Г. Маннергейм – А. ЮлинуЧугуев, 10 августа 1886 г.
Дорогой Дядя!
Сердечное спасибо Дяде за письмо от 20 июля. Я последовал, как Дядя видит, за Сухиным в лагерь и пробыл уже пару недель здесь, в Чугуеве. Чугуев – очень приятное место, и я мог бы рассказать о нем всякую всячину, но на этот раз не успею, потому что гораздо более важные дела заставляют меня писать Дяде.
Здесь, в России, я попробовал вникнуть в положение военных великой отчизны. И чем глубже я нырял в это море, которое называют Российской армией, тем более мутной и тем менее соблазнительной казалась мне вода. Полученные мною сведения разрушили многие мои иллюзии, и я смотрю на военную жизнь совсем иными глазами, чем прежде.
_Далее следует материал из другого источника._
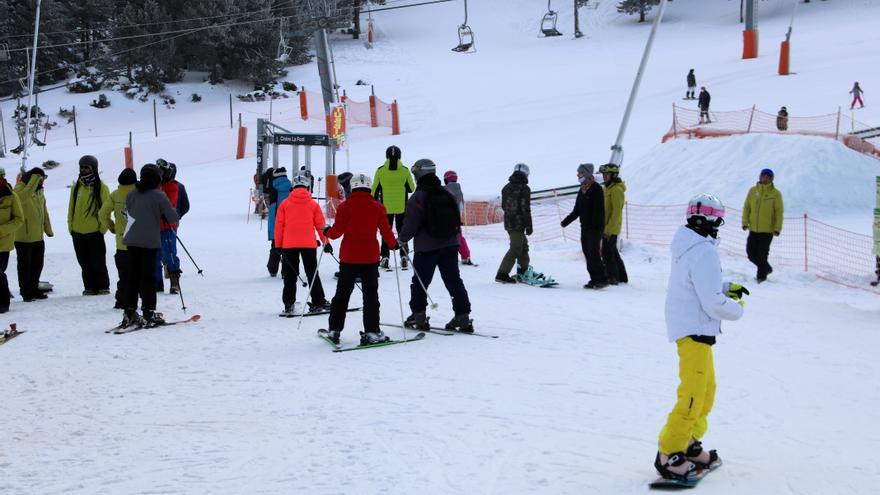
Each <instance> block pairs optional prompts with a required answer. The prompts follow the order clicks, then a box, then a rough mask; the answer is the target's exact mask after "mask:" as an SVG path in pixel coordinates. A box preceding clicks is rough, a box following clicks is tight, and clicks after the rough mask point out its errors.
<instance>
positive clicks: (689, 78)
mask: <svg viewBox="0 0 880 495" xmlns="http://www.w3.org/2000/svg"><path fill="white" fill-rule="evenodd" d="M687 80H688V90H687V93H685V95H684V99H685V100H693V99H696V97H695V96H694V94H695V93H696V92H697V76H695V75H694V69H691V70H690V71H689V72H688V76H687Z"/></svg>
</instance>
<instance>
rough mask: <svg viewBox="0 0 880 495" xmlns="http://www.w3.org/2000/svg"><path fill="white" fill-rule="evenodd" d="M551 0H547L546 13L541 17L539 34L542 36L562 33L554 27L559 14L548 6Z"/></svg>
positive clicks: (545, 36) (557, 29) (558, 18)
mask: <svg viewBox="0 0 880 495" xmlns="http://www.w3.org/2000/svg"><path fill="white" fill-rule="evenodd" d="M551 1H552V0H547V13H546V14H544V17H543V18H542V19H541V34H540V35H539V36H540V37H544V38H550V37H552V36H562V33H560V32H559V30H558V29H556V21H557V20H558V19H559V14H557V13H556V12H555V11H554V10H553V9H552V8H550V2H551Z"/></svg>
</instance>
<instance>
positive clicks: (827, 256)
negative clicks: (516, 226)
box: [464, 196, 875, 288]
mask: <svg viewBox="0 0 880 495" xmlns="http://www.w3.org/2000/svg"><path fill="white" fill-rule="evenodd" d="M574 200H575V198H574V196H566V197H560V198H555V199H554V198H550V199H543V200H539V201H533V202H532V224H533V227H534V234H533V235H532V236H531V238H530V240H531V241H532V242H545V241H565V240H572V241H575V242H579V241H580V230H579V227H578V225H577V222H575V223H573V224H572V225H570V226H569V227H568V228H567V229H563V228H562V227H561V226H560V222H561V220H562V219H563V218H565V216H566V215H567V214H568V213H569V212H571V210H572V208H573V207H574ZM685 209H686V205H640V204H633V203H629V202H628V203H626V206H625V207H624V210H623V216H624V218H623V226H622V228H621V232H620V238H622V239H626V240H628V241H633V242H638V243H644V244H652V245H657V246H668V245H669V244H670V242H671V241H672V236H673V235H674V234H675V231H676V229H677V228H678V227H679V226H680V225H683V224H684V211H685ZM503 218H504V215H503V213H501V208H500V205H499V203H498V201H497V200H496V201H489V202H472V201H469V202H467V204H466V207H465V219H466V222H465V223H464V224H465V235H466V236H467V237H473V238H477V239H491V240H506V239H507V238H508V236H507V233H506V232H505V231H504V226H503V225H502V224H501V223H500V222H503ZM725 219H726V221H727V223H725V224H724V225H723V226H722V227H721V229H720V233H719V238H720V239H721V243H720V245H719V249H720V251H721V252H722V253H725V254H728V255H732V256H740V257H745V256H746V239H747V237H748V232H745V231H743V230H742V221H741V219H742V210H739V209H736V208H727V216H726V218H725ZM873 246H874V241H873V239H872V237H871V236H869V235H864V234H858V233H855V232H850V231H847V230H844V229H841V228H838V227H834V226H833V225H829V224H827V223H824V222H821V221H818V220H815V219H813V218H810V217H809V216H807V215H806V214H804V215H803V216H793V217H786V218H785V220H784V223H783V229H782V233H781V234H780V235H779V237H775V238H774V239H773V243H772V245H771V247H770V260H769V261H770V264H772V265H774V266H780V267H789V268H793V269H796V270H798V271H803V272H809V273H812V274H815V275H816V276H818V277H820V278H823V279H826V280H829V281H831V282H835V283H838V284H841V285H846V286H849V287H859V288H864V287H866V286H867V285H868V282H869V281H871V280H874V279H875V276H874V275H873V273H874V269H875V257H874V254H873V251H872V249H873Z"/></svg>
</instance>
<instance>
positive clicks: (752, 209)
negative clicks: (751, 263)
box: [743, 168, 784, 283]
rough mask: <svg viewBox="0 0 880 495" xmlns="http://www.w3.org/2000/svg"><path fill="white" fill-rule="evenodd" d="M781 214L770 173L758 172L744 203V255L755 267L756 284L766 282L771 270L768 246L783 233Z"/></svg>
mask: <svg viewBox="0 0 880 495" xmlns="http://www.w3.org/2000/svg"><path fill="white" fill-rule="evenodd" d="M783 212H784V208H783V203H782V193H781V192H780V191H779V189H776V186H774V185H773V171H772V170H770V169H769V168H765V169H764V170H761V175H760V177H759V178H758V183H757V184H755V185H754V186H752V188H751V189H749V193H748V194H747V195H746V200H745V204H743V230H748V231H749V238H748V240H747V241H746V254H747V255H748V257H749V261H751V262H752V263H754V264H755V266H757V267H758V273H757V274H756V276H755V277H756V278H757V280H758V283H761V282H763V281H765V280H767V275H770V274H771V273H773V267H772V266H770V263H768V262H767V258H768V257H769V256H770V243H771V242H773V237H776V236H779V234H780V232H782V220H783V218H782V215H783Z"/></svg>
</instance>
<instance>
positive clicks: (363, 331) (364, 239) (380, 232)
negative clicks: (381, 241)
mask: <svg viewBox="0 0 880 495" xmlns="http://www.w3.org/2000/svg"><path fill="white" fill-rule="evenodd" d="M350 181H351V182H350V183H351V195H350V196H349V197H348V198H347V199H346V200H345V201H343V202H342V204H340V205H339V209H338V210H336V221H335V223H334V224H333V226H332V227H325V229H324V235H326V236H327V238H328V239H338V238H339V237H342V244H341V245H340V247H339V259H340V263H339V281H338V282H337V283H336V295H334V296H333V301H332V302H331V303H330V320H329V322H328V327H327V328H328V333H329V337H330V339H331V340H332V341H333V342H335V343H337V344H338V343H339V334H340V333H342V329H343V328H344V327H345V313H346V310H348V302H349V300H350V298H351V293H352V291H353V290H354V286H355V284H356V283H357V282H358V280H360V283H361V285H360V288H361V292H362V293H363V296H364V311H363V323H364V331H363V332H361V344H370V343H377V342H382V341H384V340H387V338H386V337H385V334H384V333H382V330H381V329H380V328H379V244H378V243H377V242H376V232H377V231H378V232H379V234H380V235H381V236H382V240H383V241H384V242H385V243H386V244H387V245H388V247H389V249H397V240H396V239H394V234H393V233H392V232H391V225H390V224H389V223H388V213H387V212H386V210H385V207H384V206H382V204H381V203H379V202H378V201H376V200H375V199H373V197H372V196H371V195H370V189H371V187H372V184H371V181H370V177H369V176H367V175H364V174H358V175H355V176H353V177H351V178H350ZM328 245H329V244H328Z"/></svg>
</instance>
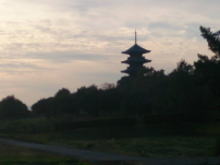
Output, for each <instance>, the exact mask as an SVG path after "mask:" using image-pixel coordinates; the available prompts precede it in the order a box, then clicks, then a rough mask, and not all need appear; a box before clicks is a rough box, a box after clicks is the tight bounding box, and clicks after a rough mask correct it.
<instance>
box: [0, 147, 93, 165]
mask: <svg viewBox="0 0 220 165" xmlns="http://www.w3.org/2000/svg"><path fill="white" fill-rule="evenodd" d="M0 164H3V165H14V164H22V165H23V164H24V165H25V164H32V165H38V164H43V165H70V164H71V165H72V164H73V165H89V164H87V163H83V162H80V161H78V160H76V159H73V158H70V157H64V156H58V155H53V154H49V153H45V152H41V151H35V150H31V149H27V148H23V147H17V146H12V145H6V144H1V143H0Z"/></svg>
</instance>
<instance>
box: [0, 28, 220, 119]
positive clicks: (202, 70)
mask: <svg viewBox="0 0 220 165" xmlns="http://www.w3.org/2000/svg"><path fill="white" fill-rule="evenodd" d="M200 30H201V34H202V36H203V37H204V38H205V39H206V40H207V42H208V45H209V48H210V50H212V52H213V53H214V55H213V57H211V58H209V57H208V56H206V55H198V60H197V61H195V62H194V64H193V65H191V64H188V63H187V62H185V61H184V60H183V61H180V62H179V63H178V65H177V67H176V68H175V69H174V70H173V71H172V72H171V73H169V74H165V73H164V71H163V70H160V71H156V70H155V69H154V68H146V70H147V72H146V74H145V75H144V76H143V77H136V78H129V77H123V78H122V79H121V80H119V81H118V83H117V85H114V84H105V85H104V87H102V88H98V87H97V86H95V85H92V86H89V87H81V88H79V89H78V90H77V91H76V92H73V93H71V92H70V91H69V90H68V89H65V88H63V89H60V90H59V91H58V92H57V93H56V94H55V95H54V96H53V97H50V98H44V99H41V100H39V101H38V102H36V103H35V104H34V105H32V107H31V109H32V110H31V112H29V111H28V110H27V107H26V106H25V105H24V104H23V103H22V102H20V101H19V100H17V99H15V98H14V97H7V98H5V99H3V100H2V101H1V102H0V116H1V117H3V116H5V117H6V116H8V117H10V116H11V117H12V116H13V117H18V116H20V117H22V116H44V117H48V118H50V117H62V116H68V117H72V118H80V117H102V116H136V117H139V118H141V117H146V116H152V115H159V116H167V115H171V116H172V115H176V116H182V117H185V118H191V117H192V119H193V120H194V119H199V118H203V117H206V116H207V113H209V112H211V111H219V110H220V32H211V31H210V29H209V28H204V27H201V28H200ZM9 109H10V110H9ZM12 111H13V112H12Z"/></svg>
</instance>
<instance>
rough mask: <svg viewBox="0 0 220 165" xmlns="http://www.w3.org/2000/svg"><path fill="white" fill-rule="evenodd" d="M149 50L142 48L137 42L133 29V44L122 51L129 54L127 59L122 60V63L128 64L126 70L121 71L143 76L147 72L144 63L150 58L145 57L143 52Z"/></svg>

В своем воображении я водрузил Российскую армию на высокий пьедестал, но пьедестал этот теперь сильно понизился. Кроме того, служба в финансовом отношении далеко не так выгодна, как я представлял. Оклад невероятно мал. В гвардейской кавалерии, как и в большинстве армейских кавалерийских полков, младший офицерский состав на жалованье прожить никак не может. Генеральный штаб, который представлялся мне блестящим, – обиталище лакеев. Капитаны, подполковники, даже полковники Генерального штаба – на посылках у командира корпуса. Перечислю некоторые оклады, чтобы Дядя сам увидел, каково финансовое положение офицеров.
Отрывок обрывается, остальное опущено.